Quelle “registrazioni occulte” non si dovevano usare.
Nemmeno le chat e le mail agli atti dei pm di Milano, diventate prove contro di lei.
Sulla base di questa convinzione, Daniela Santanchè chiede alla Giunta delle immunità del Senato di sollevare un conflitto di attribuzioni tra poteri dello Stato.
La strada appare segnata: se i senatori daranno ragione alla ministra – che conta sul sostegno della sua maggioranza – il caso approderà in Corte costituzionale.
Altro tempo che passa: il procedimento per truffa aggravata ai danni dell’Inps è sempre di più in una corsa a ostacoli.

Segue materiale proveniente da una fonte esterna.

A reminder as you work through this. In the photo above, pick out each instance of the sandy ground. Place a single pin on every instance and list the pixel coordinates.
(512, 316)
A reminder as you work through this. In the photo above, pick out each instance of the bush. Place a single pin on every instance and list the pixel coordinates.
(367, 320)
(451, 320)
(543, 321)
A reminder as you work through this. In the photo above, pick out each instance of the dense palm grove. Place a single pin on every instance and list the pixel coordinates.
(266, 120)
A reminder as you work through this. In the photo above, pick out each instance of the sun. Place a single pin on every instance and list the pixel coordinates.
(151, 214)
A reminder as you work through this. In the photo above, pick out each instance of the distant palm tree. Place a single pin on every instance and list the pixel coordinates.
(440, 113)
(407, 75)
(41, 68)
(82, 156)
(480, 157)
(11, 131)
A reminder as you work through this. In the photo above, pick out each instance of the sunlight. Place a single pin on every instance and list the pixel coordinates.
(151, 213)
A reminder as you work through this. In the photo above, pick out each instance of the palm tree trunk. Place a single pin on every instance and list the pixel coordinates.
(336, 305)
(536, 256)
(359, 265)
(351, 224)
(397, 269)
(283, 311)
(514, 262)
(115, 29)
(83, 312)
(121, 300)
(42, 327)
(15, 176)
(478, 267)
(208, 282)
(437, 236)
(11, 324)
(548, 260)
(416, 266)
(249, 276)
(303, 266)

Per la ministra è il caso più spinoso. Un rinvio a giudizio farebbe vacillare il posto nel Governo.
La procura la accusa di truffa per la vicenda della “Cassa Covid”: 126 mila euro indebitamente
percepiti dal gruppo editoriale Visibilia per la cassa integrazione a zero ore di tredici dipendenti
che in realtà lavoravano normalmente.
I pm hanno chiesto il processo un anno fa ma si è ancora all’udienza preliminare: ci vorranno mesi
prima che si arrivi a un rinvio a giudizio o proscioglimento.
Tra le questioni preliminari sollevate dagli avvocati Salvatore Pino e Nicolò Pelanda, lo scorso 9 luglio ne arriva una destinata a far discutere.
I legali dicono: quelle cinque registrazioni fatte da un dipendente all’insaputa di Santanchè sono come delle intercettazioni.
Per usarle, i pm dovevano chiedere l’autorizzazione al Parlamento, come previsto dalla Costituzione.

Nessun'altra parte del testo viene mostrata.